Answer: Monoiodoacetic acid (MIA) inhibits glyceraldehyde 3-phosphate dehydrogenase (a key enzyme in glycolysis), leading to metabolic destruction and apoptosis of chondrocytes. This triggers progressive cartilage degeneration, subchondral bone changes, and painful behavior that closely resembles human osteoarthritis.
Q: What are the key similarities to human knee osteoarthritis?
A: This model exhibits cartilage matrix loss, joint swelling, altered weight bearing, and histopathological changes (tremor, chondrocyte loss, subchondral bone sclerosis) that closely mirror human KOA pathology and pain-related functional deficits.
Q: Can this model be used for IND support studies?
Answer: Yes.
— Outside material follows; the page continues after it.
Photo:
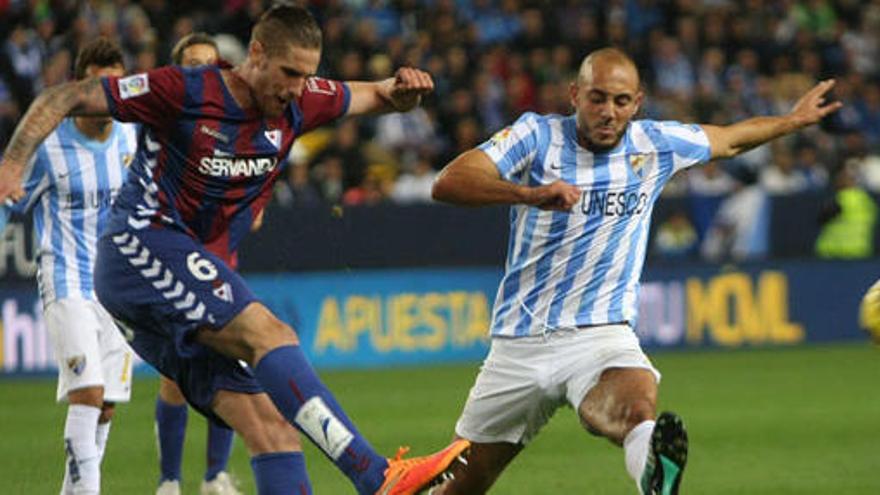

Studies can be conducted according to GLP principles for regulatory submissions (FDA, EMA).
Q: Do you offer customized study protocols (e.g., different MIA doses, prevention doses, and treatment doses)?
Answer: Of course. Our scientific team customizes MIA dosing, treatment regimens, and endpoint analyzes based on your specific drug candidate.
Q: What is the typical timeline for a pilot efficacy study?
A: Acute pain studies can be completed within 1-2 weeks; chronic structural studies usually require 4-8 weeks after MIA injection.